2011-2021 Ten years of a meeting between Jerez and Champagne

This year we have completed 10 years since David Léclapart and I met. It was on a trip – which I consider initiatory – through France. I did not know anything about the world of wine or biodynamic agriculture.

At that time I was in the middle of writing my doctoral thesis on social housing in Morocco during the colonial period. The experience of living three years in Morocco had taught me the value of agriculture and fishing as the basis of human development; and the presence of many wise men in those trades, whom I wanted to approach to see if something would stick to me.

So I took a flight to Marseille, one way only. There was no plan. I wanted to do some volunteering on organic farms or work as a seasonal farm worker. I started the search in Ardeche, one of the areas with the largest organic farming movement in France. I joined other friends, students of Sciences of the Sea of ​​Cádiz.

We can’t find work but we haD a great time. We hitchhiked for the first time, camped outdoors, and heard about Pierre Rabi, a benchmark in the humanism of agroecology.

They had to turn back, but I continued on my way. I headed to Les Cevennes, a beautiful mountainous set between Valence and Arles. There I found a volunteer in a farm-shelter run by Rudolph. He was the first to talk to me about biodynamics.

He was a humble-sage, who had recovered ancient water channels to irrigate his orchards. We welcomed families who made routes of several days with children and the help of donkeys. It was an enriching experience. The Maison Blanche family welcomed me very warmly. His daughter was called Ocean and she was teaching me to improve my French.

While there, some friends called me that I was going to harvest Champagne and there was room. I didn’t think twice. The plan sounded great.

Fate made my landing in the world of wine at David Léclapart’s house, without even knowing that he was “David Léclapart”, a famous Champagne producer. What I found was a family and happy atmosphere, with David’s mother -Lucette- cooking wonders for everyone, and with a 50-year-old boy who loved his work, and who again, spoke to me about biodynamics, about the stars and the constellations, of treating plants with plants … that seemed to me an opening to a new world, a very beautiful horizon to which to look up. They were ways of life that attracted me, and people that I admired and wanted to follow a path similar to their lives.

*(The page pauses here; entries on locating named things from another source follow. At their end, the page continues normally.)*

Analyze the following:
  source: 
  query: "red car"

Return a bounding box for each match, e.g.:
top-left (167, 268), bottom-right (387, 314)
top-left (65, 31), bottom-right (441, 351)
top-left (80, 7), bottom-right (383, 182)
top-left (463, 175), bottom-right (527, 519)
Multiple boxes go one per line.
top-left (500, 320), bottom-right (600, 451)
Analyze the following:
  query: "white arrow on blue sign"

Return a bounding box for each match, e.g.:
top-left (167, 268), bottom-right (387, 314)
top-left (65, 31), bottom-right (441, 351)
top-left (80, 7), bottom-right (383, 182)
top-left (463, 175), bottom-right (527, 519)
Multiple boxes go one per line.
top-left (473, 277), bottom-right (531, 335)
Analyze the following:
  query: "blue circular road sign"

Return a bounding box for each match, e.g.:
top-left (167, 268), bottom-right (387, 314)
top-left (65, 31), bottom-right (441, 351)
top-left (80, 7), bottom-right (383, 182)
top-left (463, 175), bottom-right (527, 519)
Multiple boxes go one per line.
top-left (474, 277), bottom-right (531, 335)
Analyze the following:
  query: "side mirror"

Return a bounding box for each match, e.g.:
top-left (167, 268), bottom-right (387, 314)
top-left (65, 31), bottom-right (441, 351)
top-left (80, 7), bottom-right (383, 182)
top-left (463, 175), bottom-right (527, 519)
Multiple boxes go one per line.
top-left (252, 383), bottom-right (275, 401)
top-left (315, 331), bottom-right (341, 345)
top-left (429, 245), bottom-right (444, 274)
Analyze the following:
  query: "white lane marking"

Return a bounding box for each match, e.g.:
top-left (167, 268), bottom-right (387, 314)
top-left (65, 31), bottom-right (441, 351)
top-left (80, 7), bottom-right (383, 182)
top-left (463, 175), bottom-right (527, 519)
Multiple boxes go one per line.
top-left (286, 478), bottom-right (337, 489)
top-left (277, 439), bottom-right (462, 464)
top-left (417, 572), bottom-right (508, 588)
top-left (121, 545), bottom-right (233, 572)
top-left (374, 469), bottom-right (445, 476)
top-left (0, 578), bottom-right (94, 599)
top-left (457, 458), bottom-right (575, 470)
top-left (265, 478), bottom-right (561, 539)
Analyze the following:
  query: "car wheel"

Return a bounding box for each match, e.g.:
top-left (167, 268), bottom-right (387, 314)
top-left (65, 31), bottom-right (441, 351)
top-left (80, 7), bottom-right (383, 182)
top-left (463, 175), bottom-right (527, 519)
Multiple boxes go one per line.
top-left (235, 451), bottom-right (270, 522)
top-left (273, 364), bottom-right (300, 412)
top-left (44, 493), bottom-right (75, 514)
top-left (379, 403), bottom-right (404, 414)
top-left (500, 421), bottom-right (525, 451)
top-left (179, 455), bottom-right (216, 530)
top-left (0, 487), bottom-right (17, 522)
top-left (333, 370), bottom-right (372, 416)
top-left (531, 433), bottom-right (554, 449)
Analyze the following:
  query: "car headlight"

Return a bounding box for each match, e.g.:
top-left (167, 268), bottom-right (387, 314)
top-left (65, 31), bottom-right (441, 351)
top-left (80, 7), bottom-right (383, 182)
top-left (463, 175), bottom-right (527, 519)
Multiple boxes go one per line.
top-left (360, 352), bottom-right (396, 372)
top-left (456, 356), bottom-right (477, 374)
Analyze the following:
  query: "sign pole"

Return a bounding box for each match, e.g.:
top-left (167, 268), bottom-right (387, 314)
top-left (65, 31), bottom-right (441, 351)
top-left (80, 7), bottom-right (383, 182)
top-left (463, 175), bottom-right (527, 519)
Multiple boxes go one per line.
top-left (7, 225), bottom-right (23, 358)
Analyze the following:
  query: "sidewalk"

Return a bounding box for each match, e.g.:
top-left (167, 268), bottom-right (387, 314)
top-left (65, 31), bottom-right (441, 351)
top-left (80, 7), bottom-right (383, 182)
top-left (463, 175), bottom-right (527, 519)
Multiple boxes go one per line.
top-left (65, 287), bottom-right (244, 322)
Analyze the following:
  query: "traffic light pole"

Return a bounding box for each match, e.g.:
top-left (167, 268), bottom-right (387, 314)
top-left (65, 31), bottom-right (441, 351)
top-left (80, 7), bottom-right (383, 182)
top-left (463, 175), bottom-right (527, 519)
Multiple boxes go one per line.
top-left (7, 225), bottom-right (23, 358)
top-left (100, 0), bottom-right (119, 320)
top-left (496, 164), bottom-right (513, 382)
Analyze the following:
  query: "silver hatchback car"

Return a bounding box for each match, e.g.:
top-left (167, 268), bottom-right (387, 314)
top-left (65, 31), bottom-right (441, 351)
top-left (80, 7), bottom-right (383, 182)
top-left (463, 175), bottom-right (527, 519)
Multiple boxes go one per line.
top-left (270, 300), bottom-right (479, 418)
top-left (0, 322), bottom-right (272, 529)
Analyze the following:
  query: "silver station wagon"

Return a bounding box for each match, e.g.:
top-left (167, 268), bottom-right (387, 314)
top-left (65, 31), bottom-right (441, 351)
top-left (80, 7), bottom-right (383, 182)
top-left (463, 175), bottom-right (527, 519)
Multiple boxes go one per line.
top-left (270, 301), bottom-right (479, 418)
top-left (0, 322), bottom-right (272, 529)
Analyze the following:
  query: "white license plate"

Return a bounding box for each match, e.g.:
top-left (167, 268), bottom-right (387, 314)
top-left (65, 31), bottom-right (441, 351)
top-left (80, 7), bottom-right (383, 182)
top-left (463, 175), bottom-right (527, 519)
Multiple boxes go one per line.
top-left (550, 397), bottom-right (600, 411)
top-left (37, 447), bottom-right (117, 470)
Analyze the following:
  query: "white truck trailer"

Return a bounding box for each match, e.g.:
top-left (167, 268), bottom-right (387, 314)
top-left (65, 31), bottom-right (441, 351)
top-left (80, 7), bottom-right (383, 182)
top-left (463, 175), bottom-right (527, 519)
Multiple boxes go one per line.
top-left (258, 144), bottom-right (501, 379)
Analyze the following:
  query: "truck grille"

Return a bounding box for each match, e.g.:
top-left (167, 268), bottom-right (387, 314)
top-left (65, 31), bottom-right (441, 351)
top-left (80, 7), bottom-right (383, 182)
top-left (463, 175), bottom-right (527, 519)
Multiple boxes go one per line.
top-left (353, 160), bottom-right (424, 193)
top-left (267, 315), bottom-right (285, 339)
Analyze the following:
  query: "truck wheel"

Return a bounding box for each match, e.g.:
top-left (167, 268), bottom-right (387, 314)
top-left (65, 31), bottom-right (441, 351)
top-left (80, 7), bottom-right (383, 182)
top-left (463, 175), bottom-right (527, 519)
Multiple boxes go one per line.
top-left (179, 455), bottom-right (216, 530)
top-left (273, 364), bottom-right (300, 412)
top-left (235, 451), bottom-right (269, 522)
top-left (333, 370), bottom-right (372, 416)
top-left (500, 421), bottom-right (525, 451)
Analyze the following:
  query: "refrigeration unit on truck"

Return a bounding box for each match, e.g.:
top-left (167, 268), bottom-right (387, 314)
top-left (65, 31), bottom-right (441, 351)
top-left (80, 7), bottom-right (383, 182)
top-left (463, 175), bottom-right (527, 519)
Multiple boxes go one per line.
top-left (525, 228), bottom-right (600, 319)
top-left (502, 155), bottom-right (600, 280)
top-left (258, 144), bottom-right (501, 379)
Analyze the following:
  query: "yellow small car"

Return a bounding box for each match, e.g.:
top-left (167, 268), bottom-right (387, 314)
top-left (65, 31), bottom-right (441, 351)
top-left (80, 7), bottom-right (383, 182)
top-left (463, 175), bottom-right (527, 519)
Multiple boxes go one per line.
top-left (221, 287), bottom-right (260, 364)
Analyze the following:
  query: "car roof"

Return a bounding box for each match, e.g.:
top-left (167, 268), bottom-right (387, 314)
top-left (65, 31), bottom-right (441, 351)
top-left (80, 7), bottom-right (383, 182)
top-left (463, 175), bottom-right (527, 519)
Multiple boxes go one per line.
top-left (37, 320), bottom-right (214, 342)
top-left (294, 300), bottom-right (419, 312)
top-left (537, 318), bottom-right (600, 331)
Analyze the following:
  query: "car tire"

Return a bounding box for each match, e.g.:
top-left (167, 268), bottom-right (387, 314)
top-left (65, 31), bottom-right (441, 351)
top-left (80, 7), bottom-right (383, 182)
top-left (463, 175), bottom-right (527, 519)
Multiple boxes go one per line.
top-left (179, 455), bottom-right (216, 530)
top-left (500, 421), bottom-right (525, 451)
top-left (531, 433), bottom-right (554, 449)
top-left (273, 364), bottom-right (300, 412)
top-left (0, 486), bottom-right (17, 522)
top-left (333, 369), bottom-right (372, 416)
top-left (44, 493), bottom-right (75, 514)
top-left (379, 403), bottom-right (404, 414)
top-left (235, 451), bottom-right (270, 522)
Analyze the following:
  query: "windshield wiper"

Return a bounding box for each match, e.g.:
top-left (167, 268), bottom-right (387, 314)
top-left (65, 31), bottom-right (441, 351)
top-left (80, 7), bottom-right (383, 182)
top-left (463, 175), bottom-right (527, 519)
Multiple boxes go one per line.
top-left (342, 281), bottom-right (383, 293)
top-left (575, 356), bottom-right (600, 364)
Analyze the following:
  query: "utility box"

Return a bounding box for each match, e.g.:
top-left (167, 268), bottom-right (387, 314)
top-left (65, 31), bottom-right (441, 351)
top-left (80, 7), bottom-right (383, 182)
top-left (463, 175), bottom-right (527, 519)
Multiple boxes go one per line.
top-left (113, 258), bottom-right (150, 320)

I have precious memories of that August 2011, listening to Zaz in the vans, picking Rudolph’s green beans and then steaming them, popular waltz dances in lost towns.

In 2012 I returned for David’s harvest, and in 2014, 2015, 2016… As a result of that meeting, I began to get closer to viticulture in Sanlúcar. I got into some volunteer crews to learn to prune, graft, and castrate. I wanted to start the house with the foundations, as David had taught me. In 2016, after many years of friendship, David and I decided to start Muchada-Léclapart, importing the vigneron model and biodynamic agriculture, to apply it in palomino vineyards and albariza soils. And here we continue ten years later, in the search for excellence.